Gli Stati Uniti, presumibilmente, manterranno una rete di alleanze e continueranno ad animare network informali utili per fronteggiare i problemi transnazionali. A differenza delle antiche colonie, quelle alleanze e quei network sono assets, risorse e opportunità, non fattori di debolezza.

Non può sfuggire a nessuno l’importanza del tema sollevato da Nye. Se i declinisti hanno ragione, allora il mondo che ci si prospetta, guardato dal punto di vista di noi occidentali, è un mondo in cui sarà sempre più spiacevole vivere. Se i declinisti hanno ragione dobbiamo aspettarci una frantumazione della società internazionale in blocchi regionali tendenzialmente chiusi, ruotanti intorno alle varie potenze emergenti. Dobbiamo anche aspettarci un drammatico declino di quel soft power che, facendo leva sui valori e sul modo di vita occidentale, ha spinto molti Paesi extraoccidentali ad abbracciare la democrazia politica e l’economia di mercato. Altre potenze, in competizione con gli Stati Uniti, saranno in grado di proporre al resto del mondo soluzioni politiche ed economiche diverse (autocratiche per lo più) e il loro accresciuto soft power funzionerà da calamita, attirerà, nell’Africa subsahariana, in Medio Oriente o nel Caucaso, le élite di molti Paesi. Al declino degli Stati Uniti si accompagnerebbe un declino (economico, politico e infine anche militare) del mondo occidentale, Europa compresa, nel suo insieme. Crescerebbero alla fine anche i rischi di guerra tra le grandi potenze.
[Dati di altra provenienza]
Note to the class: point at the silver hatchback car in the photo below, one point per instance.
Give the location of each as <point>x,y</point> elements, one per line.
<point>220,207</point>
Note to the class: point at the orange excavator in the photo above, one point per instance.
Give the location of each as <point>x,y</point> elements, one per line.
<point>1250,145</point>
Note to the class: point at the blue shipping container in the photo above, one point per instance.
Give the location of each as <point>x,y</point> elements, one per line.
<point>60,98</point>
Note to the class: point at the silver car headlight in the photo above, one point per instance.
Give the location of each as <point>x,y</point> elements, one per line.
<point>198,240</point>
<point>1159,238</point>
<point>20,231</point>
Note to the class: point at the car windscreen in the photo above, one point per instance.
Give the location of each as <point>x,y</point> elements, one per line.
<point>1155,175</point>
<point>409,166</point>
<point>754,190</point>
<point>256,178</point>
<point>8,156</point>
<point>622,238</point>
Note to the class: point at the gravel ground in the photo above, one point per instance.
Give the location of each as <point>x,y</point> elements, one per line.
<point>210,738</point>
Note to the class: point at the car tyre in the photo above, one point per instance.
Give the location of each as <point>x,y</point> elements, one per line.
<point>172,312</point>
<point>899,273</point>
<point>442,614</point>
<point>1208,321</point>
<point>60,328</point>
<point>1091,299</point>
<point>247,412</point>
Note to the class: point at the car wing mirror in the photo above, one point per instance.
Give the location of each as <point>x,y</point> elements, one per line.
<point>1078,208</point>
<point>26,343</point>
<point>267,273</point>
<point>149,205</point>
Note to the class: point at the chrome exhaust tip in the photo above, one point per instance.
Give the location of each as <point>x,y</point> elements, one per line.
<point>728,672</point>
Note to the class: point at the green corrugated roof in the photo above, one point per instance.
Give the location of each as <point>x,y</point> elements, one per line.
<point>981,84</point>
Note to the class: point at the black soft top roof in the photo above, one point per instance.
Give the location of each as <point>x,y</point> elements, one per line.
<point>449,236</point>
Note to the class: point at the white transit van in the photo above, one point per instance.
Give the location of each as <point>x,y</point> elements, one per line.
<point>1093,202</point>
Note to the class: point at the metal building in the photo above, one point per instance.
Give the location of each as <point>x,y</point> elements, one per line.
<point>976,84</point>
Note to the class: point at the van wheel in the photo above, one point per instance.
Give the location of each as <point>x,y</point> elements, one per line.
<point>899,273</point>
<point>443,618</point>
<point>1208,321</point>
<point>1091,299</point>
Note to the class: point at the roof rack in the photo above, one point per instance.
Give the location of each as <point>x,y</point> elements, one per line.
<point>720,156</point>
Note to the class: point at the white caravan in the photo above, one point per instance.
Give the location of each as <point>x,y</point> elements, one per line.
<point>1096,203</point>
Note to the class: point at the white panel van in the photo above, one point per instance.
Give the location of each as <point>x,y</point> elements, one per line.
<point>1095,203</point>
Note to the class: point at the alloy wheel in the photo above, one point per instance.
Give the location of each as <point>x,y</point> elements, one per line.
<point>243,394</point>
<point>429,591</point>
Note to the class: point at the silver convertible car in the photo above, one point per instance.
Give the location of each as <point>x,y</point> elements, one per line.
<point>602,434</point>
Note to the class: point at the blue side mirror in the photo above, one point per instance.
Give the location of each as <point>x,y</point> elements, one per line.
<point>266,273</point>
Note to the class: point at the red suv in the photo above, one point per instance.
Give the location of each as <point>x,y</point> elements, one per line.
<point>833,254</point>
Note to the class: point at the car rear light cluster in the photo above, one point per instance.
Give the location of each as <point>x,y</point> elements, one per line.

Se invece Nye ha ragione, ciò non basterà a rendere meno complesso il mondo né a impedire le sue molte tragedie ma, almeno, resterà la speranza che esso non vada totalmente fuori controllo. Se il primato americano non finirà, e se la pressione dei problemi costringerà i governi a cooperare, alcune delle più cupe profezie dei teorici del declino americano non si concretizzeranno.